Over time, that sensation grew on me. The notion that maybe life doesn’t have to be measured in bullet points, check marks, and thorough reports. Perhaps the real currency is moments—those fleeting, unquantifiable snippets of time when you’re fully present, no longer hurling yourself into the future.
And so, as the new year rolls around, my only resolution is this: sip slower. It’s a deceptively simple motto, but it anchors me when I feel the old impulses surge. Sip slower is my reminder to inhabit each experience, each minute, each conversation, and each sensation more mindfully. It’s about presence—a choice to linger where I am and to truly feel.
Sometimes I’ll slip back into my old ways, especially when life speeds up. My phone buzzes, emails pile up, deadlines loom, and a small voice inside me starts chanting, “Keep up, hurry, check that, respond now.” On those days, I find it helps to step outside. I sit and I listen—to the passing cars, the rustle of leaves, a snippet of someone else’s conversation. Often, I’ll bring a cup of tea or a glass of water, slowly sipping, breathing, letting each moment unfurl as it will.
Travel, for me, remains a powerful teacher of this “sip slower” philosophy. There’s something about being in a different place that makes it easier to notice details—like the way a shopkeeper arranges fruit stands in a market, or how late-afternoon light filters through a centuries-old church window. You’re alert to the novel, awake to possibility. But the real challenge is cultivating that same alertness at home, among the mundane rhythms of everyday life. After all, we can’t always be in new countries or under new skies. The real work is in learning to see our usual streets, our daily routines, with the same gentle curiosity we reserve for foreign corners of the world.
Sipping slower also means embracing the grace of unhurried conversations. Hostel life has taught me to value the easy sprawl of chats that go from the trivial to the profound, the kind of conversation that doesn’t watch the clock or worry about the next bullet point. I let the silences linger, too, because sometimes those pauses say more than words.

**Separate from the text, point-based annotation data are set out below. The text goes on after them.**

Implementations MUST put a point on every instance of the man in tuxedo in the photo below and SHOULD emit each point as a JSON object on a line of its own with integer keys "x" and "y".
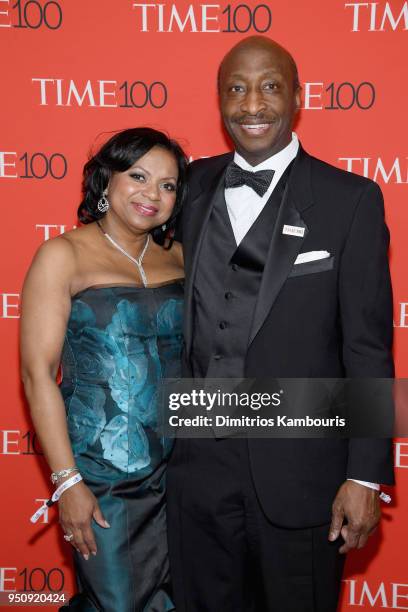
{"x": 261, "y": 524}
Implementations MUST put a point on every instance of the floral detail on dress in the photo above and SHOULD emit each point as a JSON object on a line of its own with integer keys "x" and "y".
{"x": 131, "y": 362}
{"x": 116, "y": 353}
{"x": 86, "y": 417}
{"x": 93, "y": 347}
{"x": 126, "y": 448}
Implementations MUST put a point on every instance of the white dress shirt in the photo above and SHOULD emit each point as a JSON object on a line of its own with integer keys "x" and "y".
{"x": 244, "y": 204}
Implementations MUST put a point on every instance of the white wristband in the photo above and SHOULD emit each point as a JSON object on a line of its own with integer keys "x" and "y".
{"x": 55, "y": 496}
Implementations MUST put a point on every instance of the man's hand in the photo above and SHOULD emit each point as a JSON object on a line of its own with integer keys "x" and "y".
{"x": 359, "y": 508}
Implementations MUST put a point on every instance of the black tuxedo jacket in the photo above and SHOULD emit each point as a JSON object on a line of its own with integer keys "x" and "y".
{"x": 322, "y": 319}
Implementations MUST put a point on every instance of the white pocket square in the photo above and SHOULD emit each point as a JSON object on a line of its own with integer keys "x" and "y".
{"x": 311, "y": 256}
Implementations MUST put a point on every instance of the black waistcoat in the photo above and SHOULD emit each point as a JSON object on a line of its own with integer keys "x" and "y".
{"x": 226, "y": 287}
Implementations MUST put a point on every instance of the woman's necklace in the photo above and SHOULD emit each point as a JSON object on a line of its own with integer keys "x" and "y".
{"x": 137, "y": 261}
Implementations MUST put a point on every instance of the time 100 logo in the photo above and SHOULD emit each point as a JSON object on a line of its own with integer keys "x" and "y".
{"x": 34, "y": 15}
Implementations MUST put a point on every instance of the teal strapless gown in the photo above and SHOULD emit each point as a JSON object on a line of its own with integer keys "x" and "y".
{"x": 120, "y": 341}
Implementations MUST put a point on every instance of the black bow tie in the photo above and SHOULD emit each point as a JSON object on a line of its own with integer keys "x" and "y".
{"x": 258, "y": 181}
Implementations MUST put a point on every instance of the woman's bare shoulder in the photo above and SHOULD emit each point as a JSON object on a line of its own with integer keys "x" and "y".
{"x": 177, "y": 252}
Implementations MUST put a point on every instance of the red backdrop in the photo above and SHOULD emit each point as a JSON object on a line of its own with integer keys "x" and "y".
{"x": 73, "y": 71}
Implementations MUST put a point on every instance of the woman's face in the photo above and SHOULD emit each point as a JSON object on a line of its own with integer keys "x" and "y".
{"x": 143, "y": 196}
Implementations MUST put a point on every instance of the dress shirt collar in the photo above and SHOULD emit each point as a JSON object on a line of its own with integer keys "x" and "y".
{"x": 278, "y": 162}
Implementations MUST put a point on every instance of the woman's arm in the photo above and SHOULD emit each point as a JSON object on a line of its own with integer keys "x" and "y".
{"x": 46, "y": 305}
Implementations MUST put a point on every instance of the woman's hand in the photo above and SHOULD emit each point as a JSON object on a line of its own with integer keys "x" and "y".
{"x": 77, "y": 507}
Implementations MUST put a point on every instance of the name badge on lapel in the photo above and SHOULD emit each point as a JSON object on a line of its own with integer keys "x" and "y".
{"x": 293, "y": 230}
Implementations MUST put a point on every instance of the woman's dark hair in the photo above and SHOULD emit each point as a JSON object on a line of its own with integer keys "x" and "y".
{"x": 118, "y": 154}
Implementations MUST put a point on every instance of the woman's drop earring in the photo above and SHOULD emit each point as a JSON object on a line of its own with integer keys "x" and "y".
{"x": 103, "y": 203}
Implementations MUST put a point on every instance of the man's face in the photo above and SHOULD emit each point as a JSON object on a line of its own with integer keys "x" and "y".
{"x": 258, "y": 100}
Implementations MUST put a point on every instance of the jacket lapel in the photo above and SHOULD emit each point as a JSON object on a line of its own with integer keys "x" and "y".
{"x": 284, "y": 248}
{"x": 200, "y": 209}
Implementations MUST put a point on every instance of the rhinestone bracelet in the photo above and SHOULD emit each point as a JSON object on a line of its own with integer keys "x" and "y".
{"x": 57, "y": 476}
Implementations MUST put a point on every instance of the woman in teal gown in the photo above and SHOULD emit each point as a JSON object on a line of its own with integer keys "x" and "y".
{"x": 113, "y": 320}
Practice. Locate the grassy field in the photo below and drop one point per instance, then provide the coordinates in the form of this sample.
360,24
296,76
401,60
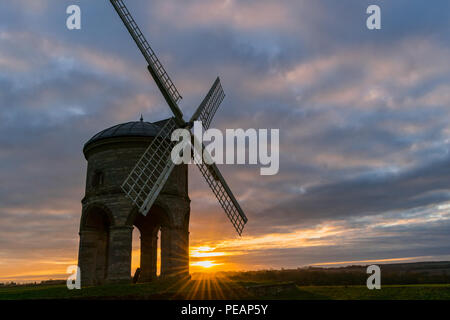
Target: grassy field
219,289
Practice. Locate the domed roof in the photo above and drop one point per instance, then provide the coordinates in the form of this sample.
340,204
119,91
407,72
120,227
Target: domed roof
128,129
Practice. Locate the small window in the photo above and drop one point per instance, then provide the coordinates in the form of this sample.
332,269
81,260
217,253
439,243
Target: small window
97,179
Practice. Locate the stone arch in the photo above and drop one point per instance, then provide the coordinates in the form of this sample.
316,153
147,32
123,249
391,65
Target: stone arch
157,219
96,221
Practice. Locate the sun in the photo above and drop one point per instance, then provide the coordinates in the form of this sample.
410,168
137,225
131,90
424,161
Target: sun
205,264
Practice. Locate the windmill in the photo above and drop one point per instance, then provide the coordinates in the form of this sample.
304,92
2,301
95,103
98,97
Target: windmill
151,172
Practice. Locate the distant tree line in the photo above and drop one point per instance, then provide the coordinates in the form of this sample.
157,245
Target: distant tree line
339,276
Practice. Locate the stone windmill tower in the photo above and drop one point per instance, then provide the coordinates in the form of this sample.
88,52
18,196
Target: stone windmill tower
132,181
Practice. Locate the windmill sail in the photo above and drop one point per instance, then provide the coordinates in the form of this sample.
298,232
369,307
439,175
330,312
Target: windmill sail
162,79
207,109
151,172
148,177
224,195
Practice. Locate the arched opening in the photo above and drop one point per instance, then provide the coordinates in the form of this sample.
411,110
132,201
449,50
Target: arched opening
95,246
149,227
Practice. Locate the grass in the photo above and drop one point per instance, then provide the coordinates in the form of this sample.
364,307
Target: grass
219,289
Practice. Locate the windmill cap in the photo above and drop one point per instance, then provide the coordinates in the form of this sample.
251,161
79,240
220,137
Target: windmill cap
128,129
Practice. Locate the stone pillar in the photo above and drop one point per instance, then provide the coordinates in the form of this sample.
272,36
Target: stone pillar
101,267
119,258
87,257
174,252
149,244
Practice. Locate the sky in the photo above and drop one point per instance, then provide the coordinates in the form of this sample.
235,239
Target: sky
363,117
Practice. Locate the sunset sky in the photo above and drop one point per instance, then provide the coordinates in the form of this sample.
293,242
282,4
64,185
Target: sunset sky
364,119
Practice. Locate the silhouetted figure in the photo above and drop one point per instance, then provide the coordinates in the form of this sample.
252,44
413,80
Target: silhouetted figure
136,275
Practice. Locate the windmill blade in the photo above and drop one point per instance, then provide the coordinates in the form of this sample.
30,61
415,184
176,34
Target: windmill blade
207,109
151,172
220,188
159,74
224,195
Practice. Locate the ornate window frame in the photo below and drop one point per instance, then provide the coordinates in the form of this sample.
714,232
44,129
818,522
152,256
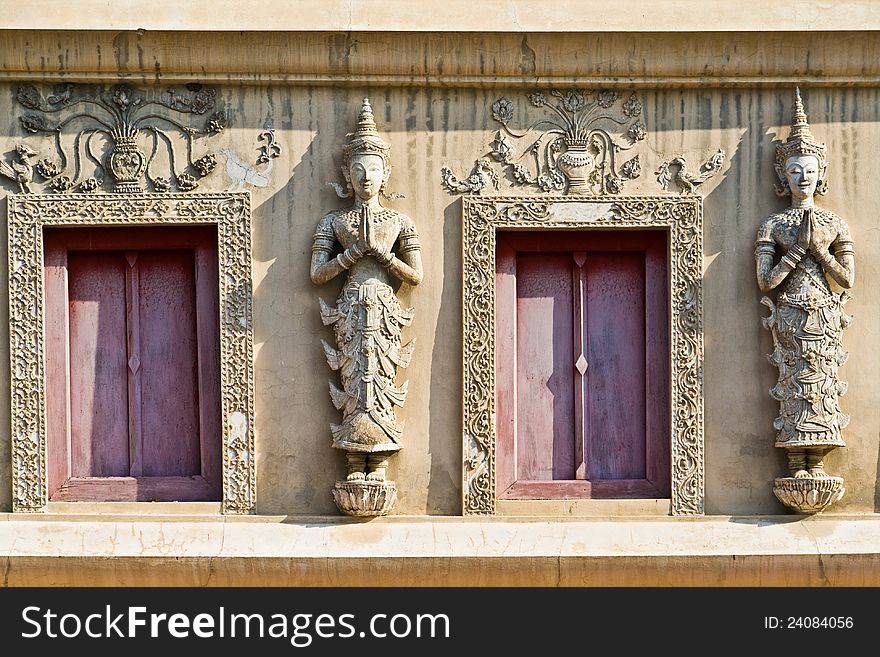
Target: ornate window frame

When it’s time for bed and the leftover tasks demand completion, I try to recall that moment at the café, feeling the sun on my arms, not feeling the need to be anywhere else but there. That’s who I want to be: the person who knows that life is bigger than her to-do list. The person who can find immeasurable richness in a single moment of stillness.
So, in 2025, and in all the years to come, I’m discarding the frantic pursuit of perfection. I want fewer resolutions, fewer obligations, and fewer fleeting achievements. In their place, I want the freedom to soak in a vivid sunset, the quiet joy of reading a chapter of a novel by an open window, the laughter that spills out when friends gather without rushing to leave.
Whatever your own resolutions might look like, I encourage you to try a similar shift: slow down, breathe, and taste life more fully. Leave space for daydreaming. Build pauses into your busy days. Give yourself permission to be present, to be a little less perfect, a little more alive.
After all, if there’s one thing I’ve learned, it’s that you don’t need a passport stamp or a dozen medals to feel fulfilled. You just need awareness—and perhaps, every now and then, a glass of wine in hand—as you watch the light shift and the world turn, one unhurried moment at a time.